Parsing an obscure log

I’d like to parse some obscure log with Telegraf. It feels that this is a fairly common use case but I can’t seem to make it work. The log in question has to line based following format:

[SYMLINK] Rename [some src] to [some dest]

I’m only interested in what’s between the last bracket, the ‘some dest’ in this case. I’ve took this blog post as a starting point and arrived at:

[[inputs.logparser]]
  ## file(s) to tail:
  files = ["/tmp/test.log"]
  from_beginning = false
  name_override = "test_metric"
  ## For parsing logstash-style "grok" patterns:
  [inputs.logparser.grok]
    patterns = ["%{CUSTOM_LOG}"]
    custom_patterns = ''' 
      CUSTOM_LOG SYMLINK
    ''' 
    #patterns = ["(?<dest>SYMLINK)"]
    #patterns = ["SYMLINK Rename .* to (?<dest>.*)"]                                                                                                                                                                 
    #patterns = ["[SYMLINK] Rename [.*] to [(?<dest>.*)]"]

[[outputs.file]]
  ## Files to write to, "stdout" is a specially handled file.
  files = ["stdout"]

The line patterns = ["[SYMLINK] Rename [.*] to [(?<dest>.*)]"] is what I expected to work.

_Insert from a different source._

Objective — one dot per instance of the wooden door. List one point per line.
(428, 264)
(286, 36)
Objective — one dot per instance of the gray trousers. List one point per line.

The current configuration is sheer desperation. I’m now at a point where I would be happy to make anything work at all.

I feel I fundamentally misunderstand how this works. The format %{<capture syntax>[:<semantic name>][:<modifier>]} seems to apply to predefined capture syntaxs. On https://grokdebug.herokuapp.com/ I got my grok to work with \[SYMLINK\] Rename \[.*\] to \[(?<dest>.*)\] as a pattern and [SYMLINK] Rename [bla] to [foo] as input.

What am I missing?

@haarts These issues are difficult to debug, but the [inputs.logparser.grok] section is wrong. It should look more like this:

[inputs.logparser.grok]
  patterns = '''
    \["%{SYMLINK:symlink:field} Rename %{GREEDYDATA:ip:field} to %{GREEDYDATA:ip:field}"\]
  '''
  custom_patterns = '''
  '''

We relly need to improve documentation around this plugin. There is an open issue on telegraf for this and we are working on it this week. I’ll drop it in this thread when thats done.

Thanks for the reply! I really appreciate it. I’ll follow the mentioned issue on GH.
The pattern you gave isn’t working out of the box but it does give me ideas! I’ll twiddle with it on a spare moment.

@haarts Yeah we are also looking to add some more logging. Hope that gives you a general idea as to how the %{<capture syntax>[:<semantic name>][:<modifier>]} syntax works when defining patterns. Sorry I wasn’t more helpful :confused:

@haarts It would be great to have your feedback on the proposed documentation update. Do you feel like it clears things up?

Some suggestions (which might or might not be correct):
“The ‘capture_syntax’ defines the grok pattern that used to parse the input line. A grok pattern is either a predefined constant or a regex. The ‘semantic_name’ is used to name the field or tag. The ‘extension’ modifier controls the data type that the parsed item is converted to or other special handling.”

I’m not sure the regex needs to be in a specific form. Logstash has ‘(?pattern)’ but that doesn’t seem necessary here. Or can it be used as an alternative to the grok pattern?

Also the config parameter ‘patterns’ is a list. Why?

" in the grok langauge, we must" -> typo

The section “TOML Escaping” is vital. And the mention of ‘flush_interval’ would have helped me too, obvious in retrospect of course but I didn’t think of it.

One last thing I would love added it how to do matching without using any of the predefined patterns like USER or TIME. Is that even possible?
For example given the string: “The fox jumps over the red mouse.” Can I match with a pattern “.? fox jumps over the .? {%DATA:jumpee}”?

Thanks for the review, this is great feedback.

I’ll update the pull request but just to answer your last question quickly, you can parse without using an predefined patterns. At a basic level grok patterns are just regular expressions, the best way to see this is to look at the source of the predefined patterns. If you do this you will see the regular expressions underlying them and you can create your own using the custom_patterns or custom_pattern_file options.

If instead you were asking if its possible not have these patterns even defined, that is not possible.

1 Like

Also .*? fox jumps should match “The fox jumps”, but I think you will need to define an intermediate pattern to capture it. Pattern being a list just allows you do have several top level patterns.

1 Like

That clears it up then. I studied the source defining the patterns quite a bit but I feel you just answered the last missing pieces. Thanks a lot!

I’m glad you found the review valuable. Best of luck with the product!

1 Like

For the record, I recently learned that this should work without an intermediate pattern (untested): (?<field_name>the pattern here)

I haven’t had luck trying that. My stuff ATM works so I don’t think I’ll spend time on it. But this should definitely be included in the docs.